From its humble beginnings as a working man's street food to the most ubiquitous dish in the world, pizza is what it is today thanks to tomatoes. By the 19th century, Italians had artfully incorporated this native Mexican crop into the simple sauce that distinguishes pizza from the throngs of flatbread varieties that came before it.

Today, pizza has countless iterations, from gourmet restaurant style to store-bought frozen. It is also a popular dish to make at home, often with the help of store-bought dough and tomato sauces. If bottled sauce didn't make your grocery list for homemade pizza night, canned tomatoes are the household staple that'll come to your rescue.

Tomato sauce is, after all, a basic blend of cooked tomatoes, garlic, and olive oil.
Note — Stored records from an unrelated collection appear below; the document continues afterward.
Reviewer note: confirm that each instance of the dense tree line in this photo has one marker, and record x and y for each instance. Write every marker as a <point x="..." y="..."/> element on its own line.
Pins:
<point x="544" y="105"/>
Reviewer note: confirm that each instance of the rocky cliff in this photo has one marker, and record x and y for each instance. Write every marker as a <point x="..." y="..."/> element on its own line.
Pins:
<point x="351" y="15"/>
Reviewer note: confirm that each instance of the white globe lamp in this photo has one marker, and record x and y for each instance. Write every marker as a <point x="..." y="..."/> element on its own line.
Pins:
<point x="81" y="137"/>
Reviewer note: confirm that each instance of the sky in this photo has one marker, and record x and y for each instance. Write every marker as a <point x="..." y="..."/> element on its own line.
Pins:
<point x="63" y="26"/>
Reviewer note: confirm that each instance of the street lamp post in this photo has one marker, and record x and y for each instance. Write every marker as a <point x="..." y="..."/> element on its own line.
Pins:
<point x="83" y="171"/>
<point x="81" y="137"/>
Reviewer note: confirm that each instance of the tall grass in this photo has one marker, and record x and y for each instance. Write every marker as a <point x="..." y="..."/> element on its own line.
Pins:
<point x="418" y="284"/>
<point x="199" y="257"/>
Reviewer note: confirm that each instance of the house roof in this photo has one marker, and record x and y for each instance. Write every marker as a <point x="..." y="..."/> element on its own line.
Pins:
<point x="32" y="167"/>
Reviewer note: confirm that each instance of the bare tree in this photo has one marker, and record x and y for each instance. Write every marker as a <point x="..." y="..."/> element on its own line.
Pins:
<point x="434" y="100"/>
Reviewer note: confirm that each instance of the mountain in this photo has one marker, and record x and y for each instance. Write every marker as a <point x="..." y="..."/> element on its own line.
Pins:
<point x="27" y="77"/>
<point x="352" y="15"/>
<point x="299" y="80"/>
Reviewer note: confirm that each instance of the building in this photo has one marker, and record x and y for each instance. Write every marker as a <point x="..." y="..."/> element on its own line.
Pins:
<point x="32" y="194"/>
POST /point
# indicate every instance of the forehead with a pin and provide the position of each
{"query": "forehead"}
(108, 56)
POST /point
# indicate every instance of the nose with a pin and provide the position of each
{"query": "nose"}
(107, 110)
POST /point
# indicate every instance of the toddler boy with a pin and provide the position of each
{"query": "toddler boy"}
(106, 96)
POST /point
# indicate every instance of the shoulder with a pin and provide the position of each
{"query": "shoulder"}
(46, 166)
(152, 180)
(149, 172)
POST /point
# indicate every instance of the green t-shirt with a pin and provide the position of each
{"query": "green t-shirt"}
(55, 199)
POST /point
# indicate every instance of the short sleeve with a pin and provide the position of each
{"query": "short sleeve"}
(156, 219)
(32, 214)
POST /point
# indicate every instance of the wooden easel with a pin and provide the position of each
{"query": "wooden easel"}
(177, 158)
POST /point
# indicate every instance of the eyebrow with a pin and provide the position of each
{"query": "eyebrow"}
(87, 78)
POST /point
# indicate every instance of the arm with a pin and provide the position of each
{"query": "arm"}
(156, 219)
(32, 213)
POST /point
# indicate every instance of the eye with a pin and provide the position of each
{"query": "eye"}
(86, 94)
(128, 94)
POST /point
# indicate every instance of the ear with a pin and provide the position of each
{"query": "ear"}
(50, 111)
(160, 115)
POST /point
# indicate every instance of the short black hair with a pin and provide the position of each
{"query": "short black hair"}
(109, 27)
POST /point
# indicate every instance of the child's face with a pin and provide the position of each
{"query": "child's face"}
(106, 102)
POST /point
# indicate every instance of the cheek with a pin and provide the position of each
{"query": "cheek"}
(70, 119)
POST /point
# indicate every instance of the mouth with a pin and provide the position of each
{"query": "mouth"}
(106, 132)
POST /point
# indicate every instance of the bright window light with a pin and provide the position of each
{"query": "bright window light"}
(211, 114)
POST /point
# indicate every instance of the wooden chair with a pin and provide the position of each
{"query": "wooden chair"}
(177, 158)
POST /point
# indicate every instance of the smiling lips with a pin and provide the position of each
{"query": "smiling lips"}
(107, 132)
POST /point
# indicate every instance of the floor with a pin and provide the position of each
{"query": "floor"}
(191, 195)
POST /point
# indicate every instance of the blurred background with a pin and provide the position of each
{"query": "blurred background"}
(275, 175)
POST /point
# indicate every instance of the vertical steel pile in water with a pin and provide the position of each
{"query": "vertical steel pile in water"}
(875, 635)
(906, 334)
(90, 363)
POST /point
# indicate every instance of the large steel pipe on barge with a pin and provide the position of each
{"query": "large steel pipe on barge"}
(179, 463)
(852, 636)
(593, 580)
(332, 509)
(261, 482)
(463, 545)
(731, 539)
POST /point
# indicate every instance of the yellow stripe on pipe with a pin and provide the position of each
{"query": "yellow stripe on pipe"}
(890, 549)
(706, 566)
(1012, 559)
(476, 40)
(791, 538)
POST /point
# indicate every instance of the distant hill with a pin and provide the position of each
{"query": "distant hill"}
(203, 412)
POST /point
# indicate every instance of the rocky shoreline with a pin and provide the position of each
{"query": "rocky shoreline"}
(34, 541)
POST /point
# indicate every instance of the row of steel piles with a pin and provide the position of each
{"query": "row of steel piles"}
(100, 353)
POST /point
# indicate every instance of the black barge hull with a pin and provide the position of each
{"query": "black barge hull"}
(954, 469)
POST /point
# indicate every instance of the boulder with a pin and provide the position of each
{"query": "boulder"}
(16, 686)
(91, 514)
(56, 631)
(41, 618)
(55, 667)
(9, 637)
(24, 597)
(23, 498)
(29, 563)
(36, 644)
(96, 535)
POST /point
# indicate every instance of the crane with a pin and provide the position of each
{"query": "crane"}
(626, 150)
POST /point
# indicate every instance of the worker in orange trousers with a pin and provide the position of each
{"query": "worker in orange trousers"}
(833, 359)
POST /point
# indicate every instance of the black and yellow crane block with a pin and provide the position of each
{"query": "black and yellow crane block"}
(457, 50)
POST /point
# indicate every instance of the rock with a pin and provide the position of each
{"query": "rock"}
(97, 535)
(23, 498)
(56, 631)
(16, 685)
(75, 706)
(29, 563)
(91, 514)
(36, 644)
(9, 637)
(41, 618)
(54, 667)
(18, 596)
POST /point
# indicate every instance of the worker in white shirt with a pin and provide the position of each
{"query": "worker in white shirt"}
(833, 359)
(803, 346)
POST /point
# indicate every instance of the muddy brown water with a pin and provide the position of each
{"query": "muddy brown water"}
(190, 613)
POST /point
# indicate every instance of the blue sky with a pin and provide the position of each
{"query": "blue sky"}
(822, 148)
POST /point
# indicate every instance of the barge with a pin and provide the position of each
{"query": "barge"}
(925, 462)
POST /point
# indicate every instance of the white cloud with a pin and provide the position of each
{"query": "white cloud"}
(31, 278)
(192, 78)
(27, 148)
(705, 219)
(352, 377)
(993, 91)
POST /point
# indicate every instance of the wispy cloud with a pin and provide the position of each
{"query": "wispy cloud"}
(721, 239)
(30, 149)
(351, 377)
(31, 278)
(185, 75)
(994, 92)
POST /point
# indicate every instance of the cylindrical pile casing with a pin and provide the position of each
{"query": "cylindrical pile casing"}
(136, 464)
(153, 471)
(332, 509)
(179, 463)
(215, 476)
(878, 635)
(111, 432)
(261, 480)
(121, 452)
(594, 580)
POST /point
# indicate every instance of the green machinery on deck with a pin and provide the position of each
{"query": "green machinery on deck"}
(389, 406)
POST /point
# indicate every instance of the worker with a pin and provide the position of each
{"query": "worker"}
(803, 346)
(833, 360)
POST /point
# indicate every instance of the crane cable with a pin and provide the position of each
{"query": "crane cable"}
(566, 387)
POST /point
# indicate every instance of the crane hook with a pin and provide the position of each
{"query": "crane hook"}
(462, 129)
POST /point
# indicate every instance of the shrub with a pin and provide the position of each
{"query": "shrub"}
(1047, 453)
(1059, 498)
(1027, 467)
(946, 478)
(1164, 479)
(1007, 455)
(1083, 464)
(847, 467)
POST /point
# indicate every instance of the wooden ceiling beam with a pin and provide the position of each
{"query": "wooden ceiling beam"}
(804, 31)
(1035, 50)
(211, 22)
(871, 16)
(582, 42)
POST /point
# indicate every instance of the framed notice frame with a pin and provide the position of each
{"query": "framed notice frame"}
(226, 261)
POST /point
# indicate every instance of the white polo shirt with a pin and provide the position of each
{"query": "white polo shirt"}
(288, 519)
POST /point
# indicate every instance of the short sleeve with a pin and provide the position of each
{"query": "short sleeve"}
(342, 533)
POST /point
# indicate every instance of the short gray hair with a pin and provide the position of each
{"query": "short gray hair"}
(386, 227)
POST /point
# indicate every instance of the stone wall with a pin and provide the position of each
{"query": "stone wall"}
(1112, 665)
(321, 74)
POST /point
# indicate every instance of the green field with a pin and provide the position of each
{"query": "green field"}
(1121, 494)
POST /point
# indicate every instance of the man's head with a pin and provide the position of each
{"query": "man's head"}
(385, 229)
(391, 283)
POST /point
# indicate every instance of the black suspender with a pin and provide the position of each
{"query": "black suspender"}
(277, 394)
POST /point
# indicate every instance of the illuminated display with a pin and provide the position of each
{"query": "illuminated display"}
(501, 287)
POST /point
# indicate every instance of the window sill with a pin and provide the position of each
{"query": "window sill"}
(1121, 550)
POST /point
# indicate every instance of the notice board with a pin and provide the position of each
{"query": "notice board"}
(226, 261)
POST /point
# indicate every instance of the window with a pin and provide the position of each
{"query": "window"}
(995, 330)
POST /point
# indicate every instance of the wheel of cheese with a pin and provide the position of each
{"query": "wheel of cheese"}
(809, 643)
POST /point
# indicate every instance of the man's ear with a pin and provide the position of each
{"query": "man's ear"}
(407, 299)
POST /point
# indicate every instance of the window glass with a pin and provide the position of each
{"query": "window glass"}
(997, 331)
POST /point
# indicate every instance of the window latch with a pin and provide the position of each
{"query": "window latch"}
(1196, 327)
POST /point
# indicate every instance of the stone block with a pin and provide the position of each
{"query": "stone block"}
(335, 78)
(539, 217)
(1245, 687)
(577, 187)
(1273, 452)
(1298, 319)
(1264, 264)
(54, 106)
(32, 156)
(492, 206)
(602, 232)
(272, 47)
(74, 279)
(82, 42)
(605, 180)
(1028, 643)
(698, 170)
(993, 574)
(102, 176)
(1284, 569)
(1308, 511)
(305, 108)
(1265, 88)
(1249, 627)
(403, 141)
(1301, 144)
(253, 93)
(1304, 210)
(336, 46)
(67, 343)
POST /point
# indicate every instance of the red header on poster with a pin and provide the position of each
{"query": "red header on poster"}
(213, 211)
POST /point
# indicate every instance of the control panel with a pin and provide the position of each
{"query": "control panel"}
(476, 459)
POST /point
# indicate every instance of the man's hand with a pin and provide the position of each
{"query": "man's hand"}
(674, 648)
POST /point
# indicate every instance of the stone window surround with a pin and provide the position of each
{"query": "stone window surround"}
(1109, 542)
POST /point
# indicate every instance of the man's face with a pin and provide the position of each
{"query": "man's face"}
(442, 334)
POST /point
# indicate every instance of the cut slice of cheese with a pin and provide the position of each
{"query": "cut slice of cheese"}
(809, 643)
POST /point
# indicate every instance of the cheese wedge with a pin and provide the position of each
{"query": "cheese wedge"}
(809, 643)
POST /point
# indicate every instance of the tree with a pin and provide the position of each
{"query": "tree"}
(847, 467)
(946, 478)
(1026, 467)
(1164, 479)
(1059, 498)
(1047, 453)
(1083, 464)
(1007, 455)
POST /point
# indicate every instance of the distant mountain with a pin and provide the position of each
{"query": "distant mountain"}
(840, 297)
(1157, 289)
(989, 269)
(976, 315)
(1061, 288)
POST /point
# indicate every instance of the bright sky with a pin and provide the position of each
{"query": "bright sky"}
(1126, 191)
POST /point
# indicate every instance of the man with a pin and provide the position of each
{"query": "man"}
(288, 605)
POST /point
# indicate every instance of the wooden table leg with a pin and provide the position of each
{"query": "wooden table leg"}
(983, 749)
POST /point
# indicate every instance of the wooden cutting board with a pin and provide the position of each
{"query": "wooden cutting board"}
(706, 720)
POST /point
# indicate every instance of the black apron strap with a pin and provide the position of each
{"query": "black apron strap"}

Therefore, a can of crushed or whole peeled tomatoes provides the bulk of a pizza sauce's ingredients. Furthermore, since pizza sauce is inherently uncooked, a sauce for pizza using canned tomatoes is even simpler than you can imagine. All you need to do is open a can of crushed or whole tomatoes, and pour it into a bowl with a few spoonfuls of olive oil and freshly grated garlic, blending to combine.

No fancy equipment is necessary as you can use a potato masher, fork, or even your hands to break the tomatoes down into a fresh, chunky sauce. Spread a layer of sauce over your dough, top it with cheese and anything else you fancy, and let the oven do the rest.

The best canned tomatoes for your pizza sauce

While pizza isn't protected under the Italian Denominazione di Origine Protetta, (protected designation of origin) or DOP, certain pizza ingredients are. If you're eating pizza in Naples, it's likely to be topped with iconic San Marzano tomatoes DOP, which are sold canned in most supermarkets around the U.S. and Western Europe. San Marzano whole or crushed tomatoes are ideal for making the most authentic pizza sauce. If you want the approved version, make sure it has DOP on the can. However, we're saying that any high-quality canned tomatoes will do.

You can choose between whole, crushed, or pureed canned tomatoes. Whole are the purest and arguably tastiest form of canned tomatoes, while crushed or pureed are the most convenient. Olive oil and finely chopped garlic are all you need to create a well-balanced aromatic, earthy, savory pizza sauce. If you want to mellow the spiciness of fresh garlic, you can let the tomato sauce sit for a few hours in the fridge before using it. You can also doctor the sauce with traditional seasonings like basil, oregano, and freshly cracked pepper.

If you're set on cooking canned tomatoes into a thicker, richer sauce, you can add them to sauteed onions and olive oil to simmer for half an hour. A pre-cooked sauce is more likely to burn and dry out in the oven, so, in general, a cooked tomato sauce is better suited for pasta than for pizza.